Airbus Helicopters said the aircraft was ordered in August 2015 and has been customized for day and night time operations, enabling it to fly anti-poaching and other missions. Custom equipment includes an SX Nightsun light for night-time flights and a cargo swing so that large animals and other items can be carried.

In typical operations, the H125 will be flown by a pilot and able to carry up to five passengers on flights of up to four and a half hours or over a distance of approximately 630 kilometres.

Poaching has been on the increase in Namibia, with 80 rhinos poached in the country in 2015, according to figures released by the Ministry of Environment and Tourism. One rhinoceros was poached in 2009, one in 2010 and one in 2011. Two were killed in 2012, four in 2013, and 25 in 2014.

With the latest delivery, the Namibian Government becomes the latest H125 customer and operator, Airbus Helicopters said in a statement.

AHZA assembled the new helicopter at its Grand Central, Midrand base near Johannesburg, South Africa. The Department of Environmental Affairs & Tourism’s pilot was also trained at AHZA and was among the first to make use of the company’s new AS350/H125 helicopter flight simulator, which was recently commissioned.

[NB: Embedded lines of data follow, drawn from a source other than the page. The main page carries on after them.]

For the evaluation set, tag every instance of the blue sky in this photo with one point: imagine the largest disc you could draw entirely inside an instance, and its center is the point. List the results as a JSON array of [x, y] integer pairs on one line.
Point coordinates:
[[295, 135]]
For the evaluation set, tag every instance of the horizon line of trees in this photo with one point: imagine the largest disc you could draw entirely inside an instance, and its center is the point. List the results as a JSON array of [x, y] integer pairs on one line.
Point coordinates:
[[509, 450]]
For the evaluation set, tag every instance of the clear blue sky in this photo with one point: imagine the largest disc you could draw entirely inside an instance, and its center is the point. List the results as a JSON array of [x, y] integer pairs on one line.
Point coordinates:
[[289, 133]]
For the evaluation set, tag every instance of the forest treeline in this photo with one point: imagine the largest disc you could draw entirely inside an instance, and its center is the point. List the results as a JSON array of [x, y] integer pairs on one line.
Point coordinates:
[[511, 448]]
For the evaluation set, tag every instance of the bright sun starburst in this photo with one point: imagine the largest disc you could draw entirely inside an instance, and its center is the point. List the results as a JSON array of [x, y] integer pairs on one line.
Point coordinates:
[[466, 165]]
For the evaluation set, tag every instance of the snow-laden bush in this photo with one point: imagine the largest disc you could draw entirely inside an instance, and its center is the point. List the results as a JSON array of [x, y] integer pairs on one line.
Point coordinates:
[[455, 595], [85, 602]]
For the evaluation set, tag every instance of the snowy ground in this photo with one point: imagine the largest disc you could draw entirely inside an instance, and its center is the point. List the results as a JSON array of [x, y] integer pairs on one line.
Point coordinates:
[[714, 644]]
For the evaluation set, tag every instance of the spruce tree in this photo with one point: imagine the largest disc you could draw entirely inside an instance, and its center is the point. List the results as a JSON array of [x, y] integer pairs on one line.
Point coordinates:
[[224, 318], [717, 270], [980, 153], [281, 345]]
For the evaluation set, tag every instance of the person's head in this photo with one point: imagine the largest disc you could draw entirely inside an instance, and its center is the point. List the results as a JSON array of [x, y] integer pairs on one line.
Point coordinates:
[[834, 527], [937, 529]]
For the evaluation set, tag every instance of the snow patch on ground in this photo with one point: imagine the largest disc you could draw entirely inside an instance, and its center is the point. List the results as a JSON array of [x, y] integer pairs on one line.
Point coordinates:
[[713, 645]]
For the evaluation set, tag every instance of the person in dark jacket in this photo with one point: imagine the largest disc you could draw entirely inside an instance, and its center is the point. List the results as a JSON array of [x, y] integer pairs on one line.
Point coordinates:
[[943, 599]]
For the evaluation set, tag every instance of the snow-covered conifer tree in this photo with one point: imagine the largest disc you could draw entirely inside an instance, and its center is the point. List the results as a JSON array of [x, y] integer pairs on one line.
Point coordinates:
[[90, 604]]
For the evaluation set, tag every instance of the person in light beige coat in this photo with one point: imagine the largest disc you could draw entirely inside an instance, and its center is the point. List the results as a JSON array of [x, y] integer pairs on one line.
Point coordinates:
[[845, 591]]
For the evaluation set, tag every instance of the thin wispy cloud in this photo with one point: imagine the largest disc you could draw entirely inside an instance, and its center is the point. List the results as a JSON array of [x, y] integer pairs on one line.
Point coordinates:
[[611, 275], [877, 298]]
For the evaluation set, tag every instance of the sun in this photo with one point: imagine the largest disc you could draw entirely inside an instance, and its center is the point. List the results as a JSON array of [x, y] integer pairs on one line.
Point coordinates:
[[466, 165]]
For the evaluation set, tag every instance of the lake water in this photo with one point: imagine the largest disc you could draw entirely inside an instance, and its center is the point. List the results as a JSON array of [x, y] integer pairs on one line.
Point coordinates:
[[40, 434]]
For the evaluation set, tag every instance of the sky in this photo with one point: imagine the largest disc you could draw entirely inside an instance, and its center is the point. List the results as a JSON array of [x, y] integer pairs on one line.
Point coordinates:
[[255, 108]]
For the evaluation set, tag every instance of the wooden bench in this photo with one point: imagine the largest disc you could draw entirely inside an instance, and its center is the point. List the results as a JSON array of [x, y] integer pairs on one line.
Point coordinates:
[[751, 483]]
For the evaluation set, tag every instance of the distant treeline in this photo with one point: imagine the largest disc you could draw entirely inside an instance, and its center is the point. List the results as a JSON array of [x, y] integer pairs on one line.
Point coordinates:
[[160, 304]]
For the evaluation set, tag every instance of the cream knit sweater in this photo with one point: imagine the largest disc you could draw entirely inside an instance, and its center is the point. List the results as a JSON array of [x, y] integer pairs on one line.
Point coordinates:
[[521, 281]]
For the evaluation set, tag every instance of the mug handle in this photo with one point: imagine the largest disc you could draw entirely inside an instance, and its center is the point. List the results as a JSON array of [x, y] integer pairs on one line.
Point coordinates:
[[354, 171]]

The H125 (previously known as the AS350) is a member of Airbus Helicopters’ Ecureuil (Squirrel) family. Some 5,000 single-engine Ecureuils have been delivered in more than 100 countries for some 1,600 operators. Of these, more than 170 are flown by African operators. The worldwide fleet has accumulated more than 23 million flight hours.

Namibia is a repeat Eurocopter/Airbus Helicopters customer and has bought its rotorcraft for other law enforcement agencies. On 20 September 2012, Namibia’s Police Force (NAMPOL) took delivery of a new EC145 (now H145) helicopter. Namibia’s Ministry of Safety & Security ordered the twin-engined multi-mission helicopter in 2011 to complement NAMPOL’s existing fleet of two single-engine AS350B3 helicopters. The Namibia Police Air Wing was established in 2009.



The multi-mission EC145 can be flown by one or two pilots and carries up to nine passengers. It is powered by two Turbomeca Arriel 1E2 engines, giving a cruise speed of 135 kts (approx. 250km/h) and an endurance of up to 3.5 flight hours. It also features a night vision goggle-compatible glass cockpit enabling operations in poor visibility conditions. Its digital autopilot allows for either single or dual pilot missions.